The Act of Seeing with One’s Own Eyes (1971)
Directed by: Stan Brakhage.
Stan Brakhage’s shocking, 32 minute documentary The Act of Seeing with One’s Own Eyes, is one of those films that has imagery that will never leave you, even if you want them to. The title is a direct translation of the meaning of the word “autopsy” – and that is what Brakhage films, without sound, the most graphic images of autopsies you could imagine. It’s often bloody – skin is removed, organs exposed, the brain is exposed, faces almost literally peeled off, etc. Nearly 50 years later, these images still have the powet to shock and disturb.
Why did Brakhage shoot this film? And why did he shoot it without sound? When Georges Franju made Le Sangs des Betes in 1949 – about slaughterhouses – he shot it in black and white, assuming that the images in color would be too much for audiences to bear – but he did have sound. Brakhage shoots in color, but doesn’t use sound? Would the sound made things too hard to take? It’s probably even simpler than that – in that sound often gives the audience cues on how to feel (think of horror movie scores for example, that have you gripping your seat even over the most innocuous of imagery). By removing sound, Brakhage is removing one element that directs audiences how to feel about the images they are being presented with. Therefore, you have to confront those images in your own way.

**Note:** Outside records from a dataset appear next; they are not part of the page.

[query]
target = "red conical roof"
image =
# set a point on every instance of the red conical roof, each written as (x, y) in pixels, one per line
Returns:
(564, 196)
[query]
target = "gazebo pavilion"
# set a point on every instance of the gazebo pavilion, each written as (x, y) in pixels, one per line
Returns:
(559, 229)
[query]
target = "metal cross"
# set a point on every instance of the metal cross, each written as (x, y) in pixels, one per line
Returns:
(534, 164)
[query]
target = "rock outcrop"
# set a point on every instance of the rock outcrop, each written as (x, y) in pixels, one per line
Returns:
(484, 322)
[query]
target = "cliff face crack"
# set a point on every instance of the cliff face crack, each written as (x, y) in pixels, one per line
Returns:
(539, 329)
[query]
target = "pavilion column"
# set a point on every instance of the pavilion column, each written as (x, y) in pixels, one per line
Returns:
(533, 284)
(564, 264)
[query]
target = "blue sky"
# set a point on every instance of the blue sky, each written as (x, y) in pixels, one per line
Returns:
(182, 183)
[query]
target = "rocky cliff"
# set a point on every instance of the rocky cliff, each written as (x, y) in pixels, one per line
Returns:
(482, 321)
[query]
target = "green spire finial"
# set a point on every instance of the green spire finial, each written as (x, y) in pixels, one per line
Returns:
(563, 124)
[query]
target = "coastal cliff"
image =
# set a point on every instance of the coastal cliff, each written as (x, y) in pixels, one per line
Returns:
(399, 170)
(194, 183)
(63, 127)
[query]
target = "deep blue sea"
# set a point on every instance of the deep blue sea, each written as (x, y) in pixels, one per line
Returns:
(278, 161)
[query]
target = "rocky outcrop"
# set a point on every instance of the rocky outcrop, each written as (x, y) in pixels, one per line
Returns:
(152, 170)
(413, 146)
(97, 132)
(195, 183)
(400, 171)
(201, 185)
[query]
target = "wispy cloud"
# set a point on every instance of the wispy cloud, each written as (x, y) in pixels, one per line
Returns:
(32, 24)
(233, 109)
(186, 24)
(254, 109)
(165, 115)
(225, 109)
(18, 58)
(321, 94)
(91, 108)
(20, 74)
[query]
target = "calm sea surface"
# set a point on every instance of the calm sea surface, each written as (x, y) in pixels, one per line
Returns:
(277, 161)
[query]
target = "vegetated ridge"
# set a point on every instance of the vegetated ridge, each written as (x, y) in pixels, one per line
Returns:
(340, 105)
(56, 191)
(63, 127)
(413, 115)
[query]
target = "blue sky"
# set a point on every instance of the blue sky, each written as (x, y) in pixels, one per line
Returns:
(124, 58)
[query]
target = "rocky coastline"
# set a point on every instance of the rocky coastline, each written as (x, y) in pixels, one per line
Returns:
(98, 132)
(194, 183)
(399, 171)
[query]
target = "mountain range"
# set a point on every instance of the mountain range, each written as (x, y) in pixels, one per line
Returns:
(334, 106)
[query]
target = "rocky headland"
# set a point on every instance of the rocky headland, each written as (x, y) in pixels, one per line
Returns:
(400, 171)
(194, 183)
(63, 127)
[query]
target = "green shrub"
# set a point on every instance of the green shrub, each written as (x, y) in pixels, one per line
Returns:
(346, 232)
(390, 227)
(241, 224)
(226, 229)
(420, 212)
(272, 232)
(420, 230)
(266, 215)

The film breaks a very old taboo in that it confronts the audience with death – and doesn’t look away. Watching the film, you cannot help but think of your own death – that one day, your body will be little more than this slab of meat, on a table, surrounded by people you do not know, who are going about their jobs. Whether you believe in God or not – whether you believe your soul, or whatever makes you who you are, leaves the body upon death or not – that is still a rather profound, yet sad statement on us as humans. What makes it that way is just how matter of fact the film really is – to go back to Franju’s Le Sanges des Betes again, the workers in the slaughterhouse are not shocked by what they see and what they do (they may have been when they started, but not anymore) – but we in the audience are.
I wouldn’t blame anyone who doesn’t want to watch the film. It is graphic, and really it is thoroughly unpleasant sitting through the film. And, to be honest, even at only 32 minutes, it’s also a little repetitive. But if you go with the film – if you’re willing to watch it, and reflect on what you’re seeing – and reflect on what that means, not just for the people onscreen, but to yourself as well – you may get something profound out of the film. The film is unforgettable because of its imagery to be sure – but that’s not the only way it is.